Americans may believe that the United States is set up for the middle class, and Europe is set up for the bourgeois. Or let’s put it this way: America is a great place to buy kitty litter at Walmart and relatively cheap gas. But it is not designed for me, a professional without a lot of money. That’s who Europe is for: people like me.
OK, I’m a union-side lawyer, so Europe’s really set up for people like my clients, or those who used to be my clients before the unions in America collapsed. Let’s put my own self-interest aside: Where would my clients, who are not poor, who make $30,000 to $50,000 a year and yet keep coming up short, maybe by $100, $200 a month, really be better off?
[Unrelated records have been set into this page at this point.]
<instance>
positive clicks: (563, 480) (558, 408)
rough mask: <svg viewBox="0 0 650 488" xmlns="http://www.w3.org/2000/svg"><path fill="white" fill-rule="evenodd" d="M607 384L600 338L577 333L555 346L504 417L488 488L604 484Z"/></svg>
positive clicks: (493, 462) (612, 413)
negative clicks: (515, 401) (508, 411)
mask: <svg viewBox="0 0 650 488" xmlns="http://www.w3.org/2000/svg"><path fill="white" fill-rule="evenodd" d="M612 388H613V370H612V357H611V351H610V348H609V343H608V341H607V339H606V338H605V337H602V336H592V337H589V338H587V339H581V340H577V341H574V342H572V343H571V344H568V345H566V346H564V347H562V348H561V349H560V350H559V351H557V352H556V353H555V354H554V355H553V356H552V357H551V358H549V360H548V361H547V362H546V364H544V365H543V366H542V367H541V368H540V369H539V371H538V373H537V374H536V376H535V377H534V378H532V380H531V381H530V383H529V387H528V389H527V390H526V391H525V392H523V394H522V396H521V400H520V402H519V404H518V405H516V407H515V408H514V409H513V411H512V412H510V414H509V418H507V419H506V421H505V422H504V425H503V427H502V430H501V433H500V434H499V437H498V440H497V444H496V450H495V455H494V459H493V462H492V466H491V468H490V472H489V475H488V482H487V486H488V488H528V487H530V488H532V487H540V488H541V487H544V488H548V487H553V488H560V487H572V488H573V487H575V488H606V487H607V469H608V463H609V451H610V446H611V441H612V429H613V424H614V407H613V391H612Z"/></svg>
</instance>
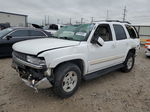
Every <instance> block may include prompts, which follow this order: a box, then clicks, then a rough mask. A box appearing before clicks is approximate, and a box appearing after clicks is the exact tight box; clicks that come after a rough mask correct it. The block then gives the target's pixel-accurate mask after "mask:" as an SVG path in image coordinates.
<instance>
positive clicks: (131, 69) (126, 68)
mask: <svg viewBox="0 0 150 112" xmlns="http://www.w3.org/2000/svg"><path fill="white" fill-rule="evenodd" d="M134 62H135V56H134V54H133V53H129V54H128V55H127V58H126V60H125V62H124V67H123V68H122V69H121V71H122V72H130V71H131V70H132V68H133V66H134Z"/></svg>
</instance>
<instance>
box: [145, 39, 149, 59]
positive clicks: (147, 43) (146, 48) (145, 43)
mask: <svg viewBox="0 0 150 112" xmlns="http://www.w3.org/2000/svg"><path fill="white" fill-rule="evenodd" d="M145 55H146V56H147V57H150V39H147V40H146V43H145Z"/></svg>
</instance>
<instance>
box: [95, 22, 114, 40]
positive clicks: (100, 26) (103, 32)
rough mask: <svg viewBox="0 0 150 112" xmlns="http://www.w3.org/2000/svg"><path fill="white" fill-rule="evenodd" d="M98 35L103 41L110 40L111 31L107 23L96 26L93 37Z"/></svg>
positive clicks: (111, 35)
mask: <svg viewBox="0 0 150 112" xmlns="http://www.w3.org/2000/svg"><path fill="white" fill-rule="evenodd" d="M98 37H101V38H102V39H103V40H104V41H112V33H111V29H110V26H109V25H108V24H101V25H99V26H98V27H97V29H96V31H95V33H94V37H93V38H98Z"/></svg>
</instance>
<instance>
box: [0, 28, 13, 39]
mask: <svg viewBox="0 0 150 112" xmlns="http://www.w3.org/2000/svg"><path fill="white" fill-rule="evenodd" d="M12 30H13V29H11V28H7V29H4V30H1V31H0V38H1V37H3V36H5V35H6V34H8V33H9V32H11V31H12Z"/></svg>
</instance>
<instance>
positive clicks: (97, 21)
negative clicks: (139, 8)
mask: <svg viewBox="0 0 150 112" xmlns="http://www.w3.org/2000/svg"><path fill="white" fill-rule="evenodd" d="M102 21H106V22H119V23H128V24H131V23H130V22H128V21H120V20H99V21H95V22H102Z"/></svg>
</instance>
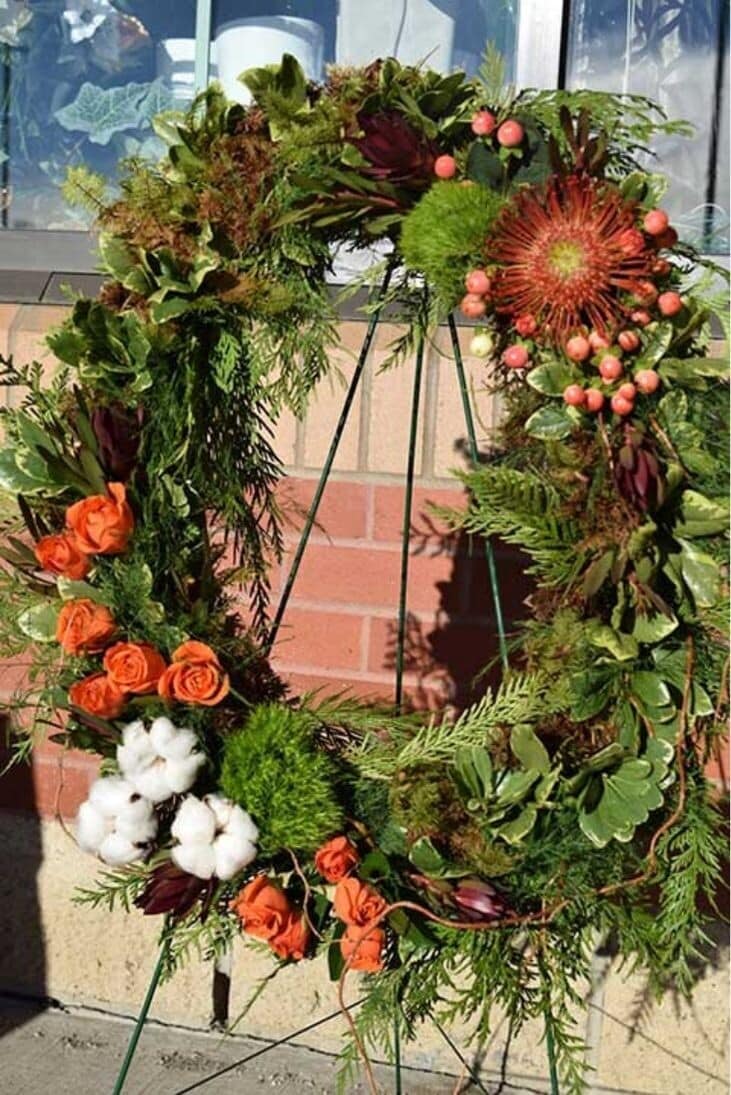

That’s easy: Europe. I can answer that as their lawyer, the way a doctor could answer about their health. The bottom two-thirds of America would be better off in Europe. I mean the people who have not had a raise (an hourly raise in real dollars) in maybe 40 years, and who do not even have a 401(k), nothing but Social Security, and either have no health insurance or pay deductibles of $2,000 or more. Sure, they’d be better off in Europe. When they’re unemployed, they’d certainly be better off in Europe. Over there, even single men can get on welfare. And in much of Europe, contrary to what we hear, overall unemployment is no higher than it is here.
One of the ways Europe is set up for the bourgeois—including, perhaps, many readers of this magazine—is the very fact that it is also set up for people who make $50,000 or less. Since it’s set up for these people, too, the bourgeois—me, maybe you—get the political cover to have it set up for them. What the people-in-the-unions get, people-from-the-good-schools also get. (And indeed, in Europe people-in-the-unions are often people-from-the-good-schools.) They get the six weeks of vacation each year and the pension like a golden parachute. And the higher up we are in terms of income, the more valuable these things are. In America, they don’t tell us: Social democracy, or socialism, or whatever Europe has, pays off biggest for people in the upper middle class, those just below the top.